A reflection on the White Sox, and why we love losing streaks
As we roll into the final third of the 2024 Major League Baseball season, one topic has captivated fans across the nation like no other.
I’m not talking about Paul Skene’s meteoric rise to the top of the Cy Young race as a rookie or Aaron Judge’s dominant campaign for his second American League Most Valuable Player Award. Nor am I talking about the Cleveland Guardians’ surprising contention for the best record in baseball or Bobby Witt Jr. making the third-year leap. What I’m talking about, rather, is the Chicago White Sox’s plunge toward the bottom of the standings.
Coming into this season, nobody expected the White Sox to light the world on fire. Their +25000 preseason odds of ending the season as World Series champions were better only than Oakland and Colorado’s +50000 marks. Their 61.5 projected win total was also third-worst in the league ahead of those same two teams. All this to say, we all knew the White Sox would struggle this season.
What was more surprising, however, was the extent. Still, this isn’t the first time that an already bad team has underperformed. What caught people’s attention, however, was their remarkable ability to find a way to lose. From June 22 through July 6, the White Sox lost 14 games in a row.

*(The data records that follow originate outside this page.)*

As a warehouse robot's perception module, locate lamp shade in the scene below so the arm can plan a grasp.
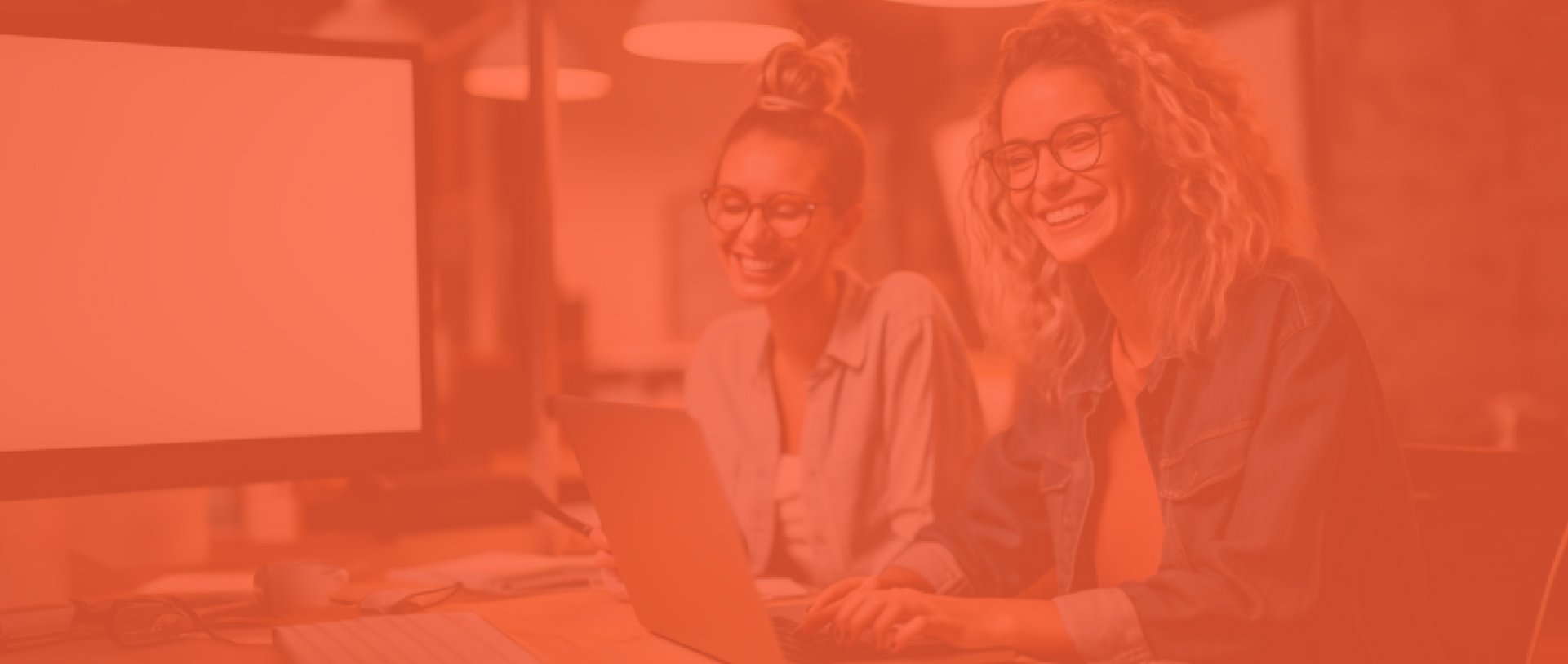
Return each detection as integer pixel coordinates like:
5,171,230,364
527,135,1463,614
887,0,1042,8
621,0,802,63
310,0,428,42
463,3,610,102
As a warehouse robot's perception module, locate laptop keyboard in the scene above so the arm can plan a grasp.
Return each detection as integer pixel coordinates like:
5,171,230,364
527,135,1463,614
771,615,887,664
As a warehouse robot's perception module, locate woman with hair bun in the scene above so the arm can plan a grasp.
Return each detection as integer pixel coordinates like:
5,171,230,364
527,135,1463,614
686,41,984,586
803,0,1438,664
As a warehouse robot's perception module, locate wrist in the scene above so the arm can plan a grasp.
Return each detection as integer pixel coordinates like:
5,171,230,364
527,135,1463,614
877,565,936,594
980,599,1022,650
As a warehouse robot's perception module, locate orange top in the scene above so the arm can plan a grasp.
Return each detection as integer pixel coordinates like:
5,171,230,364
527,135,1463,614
1091,332,1165,587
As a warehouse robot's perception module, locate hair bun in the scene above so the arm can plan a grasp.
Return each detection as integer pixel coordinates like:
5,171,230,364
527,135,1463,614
757,38,850,111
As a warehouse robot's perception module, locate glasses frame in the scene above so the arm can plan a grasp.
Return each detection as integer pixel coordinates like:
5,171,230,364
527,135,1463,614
980,111,1122,191
698,187,833,240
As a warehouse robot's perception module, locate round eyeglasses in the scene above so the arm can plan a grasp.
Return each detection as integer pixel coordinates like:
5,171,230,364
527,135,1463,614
980,113,1122,191
701,187,828,238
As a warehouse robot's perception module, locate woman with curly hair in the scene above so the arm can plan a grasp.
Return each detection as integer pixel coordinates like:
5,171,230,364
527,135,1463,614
803,0,1433,662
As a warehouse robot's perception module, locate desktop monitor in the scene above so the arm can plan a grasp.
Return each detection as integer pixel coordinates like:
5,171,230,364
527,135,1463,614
0,12,434,499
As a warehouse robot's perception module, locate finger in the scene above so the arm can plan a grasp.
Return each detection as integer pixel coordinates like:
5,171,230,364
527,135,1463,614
833,590,872,644
588,528,610,553
795,579,861,634
593,551,621,572
839,592,900,644
870,603,908,650
892,615,931,653
806,576,875,613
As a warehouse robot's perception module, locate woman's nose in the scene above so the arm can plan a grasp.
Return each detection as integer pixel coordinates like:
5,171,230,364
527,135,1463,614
1035,154,1073,201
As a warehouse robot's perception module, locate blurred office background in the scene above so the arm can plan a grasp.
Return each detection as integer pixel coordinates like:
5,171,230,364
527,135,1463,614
0,0,1568,659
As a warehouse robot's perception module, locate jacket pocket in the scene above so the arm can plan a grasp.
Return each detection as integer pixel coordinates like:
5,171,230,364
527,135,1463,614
1159,417,1258,501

The first skid turned some heads, but they remarkably topped that with a 21-game losing streak starting on July 12, lasting until they finally snapped it on Tuesday with a 5-1 win over the Oakland A’s, who were 47-67 heading into the game. The victory left Chicago tied with the 1988 Baltimore Orioles as the longest American League losing streak and they finished just two losses shy of the 1961 Philadelphia Phillies’ 23-game skid.
For some context on how long that streak was, Joe Biden was still the Democratic presidential candidate the last time the White Sox had won a game prior to Tuesday. As Twitter user Jay Cuda pointed out, the moon also made a full rotation around the Earth in the time that it took the White Sox to win another game.
For some more context, if every game on the White Sox’s two losing streaks had been canceled, they would still have the worst winning percentage in the major leagues at 33.7%, trailing Oakland in the American League at 41.4% and Colorado and Miami in the National League at 36.2% and 36.4% respectively.
What’s interesting about streaks such as the White Sox’s is that losing games causes fans to lose interest, but being historically bad brings it back up. On Monday, before the skid had been snapped, I went online and checked the price for the White Sox’s home game against the Cubs on Friday night. The game had the potential to set the record for the longest losing streak in modern Major League history (since 1900) at 24 games and tickets were starting at $96. The next day’s game against the same team had tickets starting at just $11.
Some might say that it’s just the nature of rises and falls. People like storylines and watching a team lose 20 games in a row is, if nothing else, a story. Yet, winning streaks seldom garner the same attention. The average basketball fan could likely tell you the Detroit Pistons had the longest losing streak in the NBA last year, dropping 28 straight games from Oct. 30 through Dec. 30. Could they tell you who had the longest winning streak?
For those wondering at home, the longest winnings streak in the NBA last season was 11 games, held by the league-champion Boston Celtics and the Houston Rockets.
The Celtics finished the season well ahead of the pack, with their 64 wins putting them 14 games ahead of the Eastern Conference’s regular-season runners-up, the New York Knicks. The Rockets, however, were a middling team. They finished the year at 41-41 and missed the playoffs at 11th in the Western Conference. As such, their 11-game winning streak stands out as much more of an aberration than the last-place Pistons stringing together a series of losses. Still, the Rockets’ streak never drew nearly the attention that the Pistons’ did.
Even taking the local angle and watching the Twins on a daily basis, does the average Minnesotan know that the Twins’ 12-game surge back in May is still the longest in baseball this season?
At the end of the day, what it mostly comes down to is schadenfreude, a German word meaning pleasure taken from another’s misfortune. With only 12 teams making the playoffs, two winning pennants and one claiming a championship, most baseball fans know going into the season that they won’t see their team win anything of substance.
Cinderella stories are what make sports special, in many ways. Even when we watch our teams fall to fourth or fifth in the division, there’s always a small glimmer of hope in the back of our mind saying, “all they need to do is sweep each of the next four series and we’re back in contention for that last wildcard spot.”
It’s the same reason we watch SportsCenter’s Not Top 10 on Sunday mornings. Hoping against hope only goes so far, so it’s nice to be thankful for what you have. As we watch the Twins continue to jostle for postseason position with the Kansas City Royals and Boston Red Sox, the White Sox streak brings some levity to the season. Win or lose, regardless of where we see our team’s finish, it’s nice to take a moment to realize that it could be worse.
At least we weren’t raised on the White Sox.